Calling it “absolutely the best policy,” the Boy Scouts of American on Tuesday said it plans to keep in place its controversial policy banning gay scouts and scout leaders, following a confidential two-year review.
The BSA ruled out reversing the anti-gay policy, despite online campaigns by gay rights advocates and advocacy groups, reported the Associated Press.
An 11-member special committee, formed discreetly by top Scout leaders in 2010, “came to the conclusion that this policy is absolutely the best policy for the Boy Scouts,” the organization’ national spokesman, Deron Smith, told The Associated Press.
Smith said the committee, comprised of professional scout executives and adult volunteers, was unanimous in its conclusion — preserving a long-standing policy that was upheld by the U.S. Supreme Court in 2000 and has remained controversial ever since.
As a result of the committee’s decision, the Scouts’ national executive board will take no further action on a recently submitted resolution asking for reconsideration of the membership policy.Associateed Press, via CBS News
Last month, the Boy Scouts said the organization was considering a resolution proposed at the group’s annual meeting in May that called for ending the policy. But the decision announced Tuesday means the Scouts’ board will take no further action on that resolution, Smith said.
On May 30, LGBT advocate Zach Wahls — an Eagle Scout and the son of lesbian parents — accompanied by officials from Change.org, delivered a petition containing more than 275,000 signatures to the Boy Scouts, asking for the reinstatement of Jennifer Tyrrell, a volunteer den mother from Ohio who was ousted from the group in April because she is lesbian.
Wahls denounced what he said was “the secretive nature surrounding how this conclusion was reached” and called the announcement “old news.”
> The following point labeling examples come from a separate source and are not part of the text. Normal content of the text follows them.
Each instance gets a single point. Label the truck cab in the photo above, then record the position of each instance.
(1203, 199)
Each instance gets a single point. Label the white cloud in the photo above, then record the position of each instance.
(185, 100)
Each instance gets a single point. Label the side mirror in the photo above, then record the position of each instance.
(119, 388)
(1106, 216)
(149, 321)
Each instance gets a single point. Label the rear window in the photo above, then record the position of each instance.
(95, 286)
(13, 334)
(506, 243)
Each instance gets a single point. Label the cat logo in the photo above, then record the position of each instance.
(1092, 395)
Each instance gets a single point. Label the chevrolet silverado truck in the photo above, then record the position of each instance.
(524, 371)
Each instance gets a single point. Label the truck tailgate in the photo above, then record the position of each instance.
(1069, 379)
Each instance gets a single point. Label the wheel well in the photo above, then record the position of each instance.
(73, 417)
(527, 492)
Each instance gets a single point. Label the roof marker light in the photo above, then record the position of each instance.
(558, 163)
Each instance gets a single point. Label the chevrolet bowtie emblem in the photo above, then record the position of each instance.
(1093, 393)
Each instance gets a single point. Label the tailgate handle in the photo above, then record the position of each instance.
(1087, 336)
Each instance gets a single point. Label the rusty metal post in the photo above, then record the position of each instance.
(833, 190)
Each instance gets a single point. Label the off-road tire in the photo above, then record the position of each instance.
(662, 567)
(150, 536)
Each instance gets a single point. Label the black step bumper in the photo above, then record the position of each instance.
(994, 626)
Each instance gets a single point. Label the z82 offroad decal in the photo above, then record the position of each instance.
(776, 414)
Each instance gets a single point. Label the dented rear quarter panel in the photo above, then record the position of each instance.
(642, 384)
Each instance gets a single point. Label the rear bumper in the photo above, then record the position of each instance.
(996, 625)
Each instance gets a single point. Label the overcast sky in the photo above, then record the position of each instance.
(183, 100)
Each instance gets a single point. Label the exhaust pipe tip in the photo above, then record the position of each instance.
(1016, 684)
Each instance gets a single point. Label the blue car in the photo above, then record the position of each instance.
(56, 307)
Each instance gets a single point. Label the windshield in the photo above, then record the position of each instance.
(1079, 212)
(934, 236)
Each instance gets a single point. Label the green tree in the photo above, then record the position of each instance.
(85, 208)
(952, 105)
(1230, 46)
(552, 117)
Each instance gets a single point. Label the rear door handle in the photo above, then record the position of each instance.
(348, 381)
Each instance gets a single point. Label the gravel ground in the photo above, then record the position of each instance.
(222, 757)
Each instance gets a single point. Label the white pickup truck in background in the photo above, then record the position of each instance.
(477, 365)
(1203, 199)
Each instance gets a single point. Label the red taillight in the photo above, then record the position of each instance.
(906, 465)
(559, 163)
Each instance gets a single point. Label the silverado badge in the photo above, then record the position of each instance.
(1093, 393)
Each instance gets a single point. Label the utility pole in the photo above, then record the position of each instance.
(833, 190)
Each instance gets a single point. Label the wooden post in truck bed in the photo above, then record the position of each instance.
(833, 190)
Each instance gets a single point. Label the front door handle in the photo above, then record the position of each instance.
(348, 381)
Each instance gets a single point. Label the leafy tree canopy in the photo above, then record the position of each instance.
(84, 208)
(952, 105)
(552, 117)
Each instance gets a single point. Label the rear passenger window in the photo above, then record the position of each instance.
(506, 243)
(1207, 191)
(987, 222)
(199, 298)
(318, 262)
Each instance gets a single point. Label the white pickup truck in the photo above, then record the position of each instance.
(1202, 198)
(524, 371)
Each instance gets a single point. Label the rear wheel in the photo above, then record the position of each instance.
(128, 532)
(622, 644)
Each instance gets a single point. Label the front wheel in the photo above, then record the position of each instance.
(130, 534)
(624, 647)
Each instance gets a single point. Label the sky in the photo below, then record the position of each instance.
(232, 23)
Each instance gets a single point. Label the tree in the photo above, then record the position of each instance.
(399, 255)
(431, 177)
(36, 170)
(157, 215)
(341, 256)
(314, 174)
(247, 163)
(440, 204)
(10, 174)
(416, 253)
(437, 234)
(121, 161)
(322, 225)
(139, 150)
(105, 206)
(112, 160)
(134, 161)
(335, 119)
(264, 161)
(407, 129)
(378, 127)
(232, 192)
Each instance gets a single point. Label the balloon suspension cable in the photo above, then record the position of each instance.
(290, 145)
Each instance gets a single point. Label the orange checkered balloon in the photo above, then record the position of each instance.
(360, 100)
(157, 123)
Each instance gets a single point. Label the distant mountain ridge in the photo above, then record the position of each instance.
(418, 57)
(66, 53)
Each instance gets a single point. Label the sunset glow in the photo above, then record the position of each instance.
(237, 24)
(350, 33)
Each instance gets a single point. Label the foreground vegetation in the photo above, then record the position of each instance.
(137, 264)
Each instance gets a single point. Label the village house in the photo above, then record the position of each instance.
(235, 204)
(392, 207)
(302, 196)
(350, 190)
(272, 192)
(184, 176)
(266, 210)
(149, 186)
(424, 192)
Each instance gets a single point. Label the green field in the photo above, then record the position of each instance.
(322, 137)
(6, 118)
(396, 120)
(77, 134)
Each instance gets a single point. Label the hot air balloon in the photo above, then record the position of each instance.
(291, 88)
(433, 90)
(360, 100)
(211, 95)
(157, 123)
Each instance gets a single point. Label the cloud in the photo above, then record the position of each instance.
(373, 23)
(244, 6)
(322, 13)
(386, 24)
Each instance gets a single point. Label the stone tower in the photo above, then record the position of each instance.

“This is a missed opportunity of colossal proportions,” said Chad Griffin, President of the Human Rights Campaign.
“With the country moving toward inclusion, the leaders of the Boy Scouts of America have instead sent a message to young people that only some of them are valued. These adults could have taught the next generation of leaders the value of respect, yet they’ve chosen to teach division and intolerance,” said Griffin, in a statement.
Tuesday’s announcement comes despite efforts by BSA executive board members James Turley, Ernst & Young CEO, and Randall Stephenson, AT&T CEO, who recently indicated they would try to work from within to change the Boy Scouts‘ anti-gay policy. Both of their companies have been commended by gay-rights groups for gay-friendly employment policies.